Martin Gilens and Benjamin Page have a major new piece on the nature of American democracy in the latest issue of Perspectives on Politics. Perspectives comes straight to my mailbox so I always browse it, but this article caught my eye because (1) it’s important and (2) its finding that economic elites and interest groups explain policy action accords with my own subjective beliefs about “how American democracy really works.” From the abstract:
Multivariate analysis indicates that economic elites and organized groups representing business interests have substantial independent impacts on U.S. government policy, while average citizens and mass-based interest groups have little or no independent influence. The results provide substantial support for theories of Economic-Elite Domination and for theories of Biased Pluralism, but not for theories of Majoritarian Electoral Democracy or Majoritarian Pluralism.
Yet what caught my eye and sponsored this post is a quote on pages 572-3.
As noted, our evidence does not indicate that in U.S. policy making the average citizen always loses out. Since the preferences of ordinary citizens tend to be positively correlated with the preferences of economic elites, ordinary citizens often win the policies they want, even if they are more or less coincidental beneficiaries rather than causes of the victory. There is not necessarily any contradiction at all between our findings and past bivariate findings of a roughly two-thirds correspondence between actual policy and the wishes of the general public, or of a close correspondence between the liberal/conservative “mood” of the public and changes in policymaking. Our main point concerns causal inference: if interpreted in terms of actual casual impact, the prior findings appear to be largely or wholly spurious.
What motivates this comment is their finding that mass public opinion predicts policy change in a bivariate regression-type analysis, but when controlling for the preferences of the richest people and of narrow interest groups, that relationship disappears.
I believe that the relationship they report is accurate, and moreover, that their description of the underlying structure politics that that relationship suggests is actually correct (more or less). But I do not think that this kind of statistical analysis shows it, or that the causal inference language that I bolded above is appropriate.
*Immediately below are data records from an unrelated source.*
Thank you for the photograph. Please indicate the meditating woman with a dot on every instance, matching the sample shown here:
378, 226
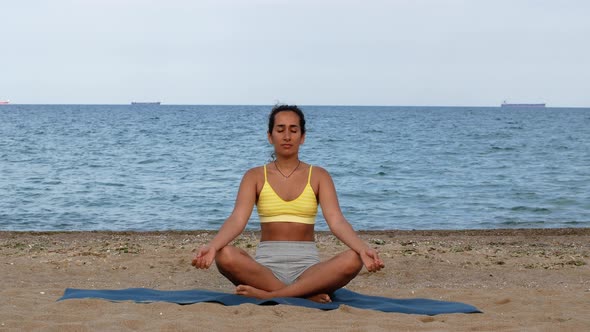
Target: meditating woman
287, 192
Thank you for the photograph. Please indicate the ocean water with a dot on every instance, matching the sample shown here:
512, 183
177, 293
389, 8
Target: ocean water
133, 167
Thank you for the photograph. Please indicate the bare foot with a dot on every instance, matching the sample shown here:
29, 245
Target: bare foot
320, 298
252, 292
262, 294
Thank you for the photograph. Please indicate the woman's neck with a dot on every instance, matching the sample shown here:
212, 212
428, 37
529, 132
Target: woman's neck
288, 163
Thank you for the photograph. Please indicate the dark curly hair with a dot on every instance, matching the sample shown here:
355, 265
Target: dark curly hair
286, 108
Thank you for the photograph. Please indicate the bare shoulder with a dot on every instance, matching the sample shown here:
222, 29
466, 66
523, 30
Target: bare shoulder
254, 173
320, 171
320, 174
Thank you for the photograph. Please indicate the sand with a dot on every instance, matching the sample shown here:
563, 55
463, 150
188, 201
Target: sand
522, 280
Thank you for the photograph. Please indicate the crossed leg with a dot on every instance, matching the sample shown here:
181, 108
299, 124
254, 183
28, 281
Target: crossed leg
254, 280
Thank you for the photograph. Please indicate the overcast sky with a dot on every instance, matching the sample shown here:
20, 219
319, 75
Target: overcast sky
310, 52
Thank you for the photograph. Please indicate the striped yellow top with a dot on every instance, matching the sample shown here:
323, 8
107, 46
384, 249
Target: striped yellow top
272, 208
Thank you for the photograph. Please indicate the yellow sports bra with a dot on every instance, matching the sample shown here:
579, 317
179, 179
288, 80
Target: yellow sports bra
272, 208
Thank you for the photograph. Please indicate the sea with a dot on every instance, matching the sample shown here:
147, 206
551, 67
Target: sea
178, 167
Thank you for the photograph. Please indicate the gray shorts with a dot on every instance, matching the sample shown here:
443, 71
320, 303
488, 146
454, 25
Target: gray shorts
287, 259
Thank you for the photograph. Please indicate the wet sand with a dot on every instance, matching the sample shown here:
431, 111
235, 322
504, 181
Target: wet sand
522, 280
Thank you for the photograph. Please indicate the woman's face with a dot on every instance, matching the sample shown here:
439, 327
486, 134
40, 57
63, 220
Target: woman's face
286, 134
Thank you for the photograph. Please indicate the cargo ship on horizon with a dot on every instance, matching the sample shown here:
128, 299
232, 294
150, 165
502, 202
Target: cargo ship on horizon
145, 103
534, 105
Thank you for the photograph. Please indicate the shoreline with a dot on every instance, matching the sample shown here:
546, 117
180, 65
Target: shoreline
425, 232
522, 279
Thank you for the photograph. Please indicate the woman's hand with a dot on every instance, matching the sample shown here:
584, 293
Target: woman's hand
204, 258
371, 260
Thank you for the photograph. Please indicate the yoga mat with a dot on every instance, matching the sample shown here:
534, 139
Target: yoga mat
340, 297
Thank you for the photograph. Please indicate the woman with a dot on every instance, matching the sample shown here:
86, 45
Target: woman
287, 192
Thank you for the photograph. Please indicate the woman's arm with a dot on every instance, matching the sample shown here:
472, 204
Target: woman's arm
233, 225
338, 224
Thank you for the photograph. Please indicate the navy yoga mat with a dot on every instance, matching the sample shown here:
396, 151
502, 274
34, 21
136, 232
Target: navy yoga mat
340, 297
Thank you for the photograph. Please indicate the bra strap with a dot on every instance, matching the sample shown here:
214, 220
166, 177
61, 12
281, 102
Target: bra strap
265, 180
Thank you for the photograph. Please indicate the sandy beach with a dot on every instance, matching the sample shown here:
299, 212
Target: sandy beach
522, 280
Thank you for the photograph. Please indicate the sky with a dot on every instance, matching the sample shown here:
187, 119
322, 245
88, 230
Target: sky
308, 52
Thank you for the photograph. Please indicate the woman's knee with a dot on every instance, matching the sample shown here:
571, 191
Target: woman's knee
353, 262
227, 256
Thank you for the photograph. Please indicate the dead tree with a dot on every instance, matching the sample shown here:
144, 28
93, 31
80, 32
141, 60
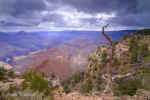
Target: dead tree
108, 88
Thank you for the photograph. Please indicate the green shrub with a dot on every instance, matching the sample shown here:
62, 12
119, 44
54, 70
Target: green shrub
36, 83
3, 73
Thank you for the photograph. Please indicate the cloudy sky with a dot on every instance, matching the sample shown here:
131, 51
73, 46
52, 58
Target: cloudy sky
35, 15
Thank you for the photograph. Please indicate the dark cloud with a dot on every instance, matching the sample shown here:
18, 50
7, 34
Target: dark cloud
64, 13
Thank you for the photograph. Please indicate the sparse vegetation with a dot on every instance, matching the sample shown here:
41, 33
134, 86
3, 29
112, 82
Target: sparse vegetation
36, 83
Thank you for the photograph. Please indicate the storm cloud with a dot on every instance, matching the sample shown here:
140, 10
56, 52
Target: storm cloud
74, 14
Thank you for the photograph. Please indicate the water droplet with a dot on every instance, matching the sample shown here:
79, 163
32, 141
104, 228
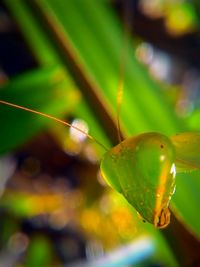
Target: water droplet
173, 170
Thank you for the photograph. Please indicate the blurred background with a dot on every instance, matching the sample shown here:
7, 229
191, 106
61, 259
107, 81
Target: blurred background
63, 58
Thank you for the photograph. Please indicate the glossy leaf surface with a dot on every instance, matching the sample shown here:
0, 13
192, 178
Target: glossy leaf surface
142, 169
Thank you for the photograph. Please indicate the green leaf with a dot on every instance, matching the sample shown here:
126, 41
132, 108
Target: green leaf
187, 147
142, 169
45, 89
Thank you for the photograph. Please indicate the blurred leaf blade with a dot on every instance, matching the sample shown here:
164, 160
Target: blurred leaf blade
46, 90
100, 62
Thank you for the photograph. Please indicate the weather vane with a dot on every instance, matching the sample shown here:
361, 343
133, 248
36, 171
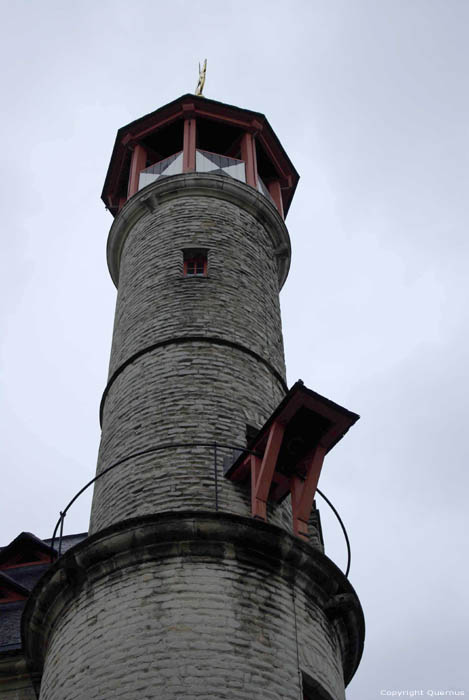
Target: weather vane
201, 83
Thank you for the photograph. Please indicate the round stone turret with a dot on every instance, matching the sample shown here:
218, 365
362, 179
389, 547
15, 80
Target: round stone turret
204, 575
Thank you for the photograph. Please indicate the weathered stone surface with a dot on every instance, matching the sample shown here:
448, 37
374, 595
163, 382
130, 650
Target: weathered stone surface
177, 391
15, 683
199, 605
179, 593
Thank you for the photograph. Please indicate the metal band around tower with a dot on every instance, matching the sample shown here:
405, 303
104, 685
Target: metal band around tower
186, 339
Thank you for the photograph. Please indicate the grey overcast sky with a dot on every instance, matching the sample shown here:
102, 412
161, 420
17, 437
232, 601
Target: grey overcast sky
370, 100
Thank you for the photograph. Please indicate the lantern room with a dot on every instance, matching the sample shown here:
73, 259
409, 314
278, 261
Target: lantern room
194, 134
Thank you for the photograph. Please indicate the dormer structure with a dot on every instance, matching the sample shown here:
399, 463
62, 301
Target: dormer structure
195, 134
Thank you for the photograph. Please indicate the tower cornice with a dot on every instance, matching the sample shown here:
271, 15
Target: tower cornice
208, 535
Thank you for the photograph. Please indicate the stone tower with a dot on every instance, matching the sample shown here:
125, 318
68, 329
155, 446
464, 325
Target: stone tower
203, 575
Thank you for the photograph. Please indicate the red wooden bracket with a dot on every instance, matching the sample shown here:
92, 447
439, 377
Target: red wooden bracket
262, 472
303, 491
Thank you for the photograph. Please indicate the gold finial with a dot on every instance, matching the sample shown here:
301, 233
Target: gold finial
201, 83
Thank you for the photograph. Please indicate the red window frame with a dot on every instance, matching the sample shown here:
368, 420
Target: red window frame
195, 266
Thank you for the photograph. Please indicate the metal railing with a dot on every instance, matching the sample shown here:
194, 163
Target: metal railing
215, 447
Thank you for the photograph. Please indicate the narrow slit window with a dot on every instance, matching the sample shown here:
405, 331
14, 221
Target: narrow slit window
195, 263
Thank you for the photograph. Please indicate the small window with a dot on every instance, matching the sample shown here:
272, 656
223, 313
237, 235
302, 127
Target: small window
195, 263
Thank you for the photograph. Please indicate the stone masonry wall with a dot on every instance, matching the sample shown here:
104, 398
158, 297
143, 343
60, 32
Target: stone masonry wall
190, 627
189, 392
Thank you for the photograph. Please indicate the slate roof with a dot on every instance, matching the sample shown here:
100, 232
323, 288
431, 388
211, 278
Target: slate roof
10, 619
22, 578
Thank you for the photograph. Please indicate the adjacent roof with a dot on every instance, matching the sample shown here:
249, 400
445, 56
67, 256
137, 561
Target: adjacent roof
22, 563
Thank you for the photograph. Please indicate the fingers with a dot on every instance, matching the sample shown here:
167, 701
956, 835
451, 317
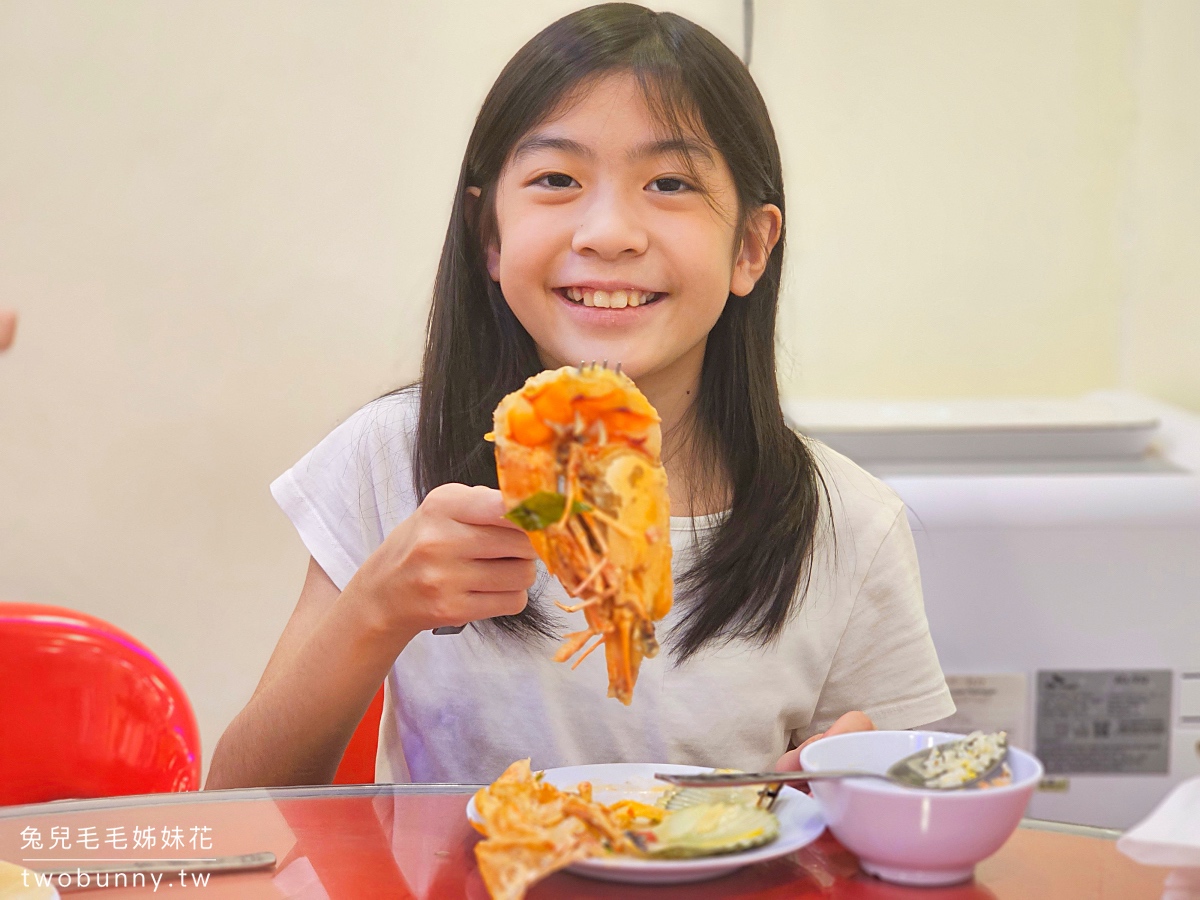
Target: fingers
471, 505
497, 576
490, 605
496, 543
851, 721
789, 761
7, 328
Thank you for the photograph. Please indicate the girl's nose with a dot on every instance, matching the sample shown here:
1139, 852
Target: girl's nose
610, 229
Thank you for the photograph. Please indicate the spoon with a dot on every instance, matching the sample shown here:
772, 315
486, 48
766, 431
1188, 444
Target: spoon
930, 769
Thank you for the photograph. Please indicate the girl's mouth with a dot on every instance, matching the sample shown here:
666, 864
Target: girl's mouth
610, 299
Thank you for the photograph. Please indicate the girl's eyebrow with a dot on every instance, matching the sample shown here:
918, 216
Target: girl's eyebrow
534, 143
683, 147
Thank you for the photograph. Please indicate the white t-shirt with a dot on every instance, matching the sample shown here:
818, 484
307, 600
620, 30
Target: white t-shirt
460, 708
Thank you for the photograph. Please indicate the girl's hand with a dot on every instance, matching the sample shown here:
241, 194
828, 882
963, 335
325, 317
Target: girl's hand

Why? Because these correlations do not correspond to causal questions of the type “what is the effect of an change in mass public opinion on the likelihood that a bill is passed?” Think about it: just what does “actual causal impact” mean? It cannot mean conditional correlation, which is what we are seeing. It must mean something counterfactual. The authors are presumably alluding to the possibility that there is a complex, perhaps unobservable, relationship between mass public opinion and elite opinion/interest group behavior. Perhaps “in the wild” there is little independent variation between mass opinion and the other two, so that it’s unrealistic to think that we could conceptually separate the two. Throughout the text they suggest this is true. But we cannot back out from what they have shown here any conclusion about the causal impact of mass public opinion.
As a further note: even if we didn’t care about causal inference, we should not test competing hypotheses—be they nested or non-nested—through big multiple regression models. We have a range of better procedures for doing that.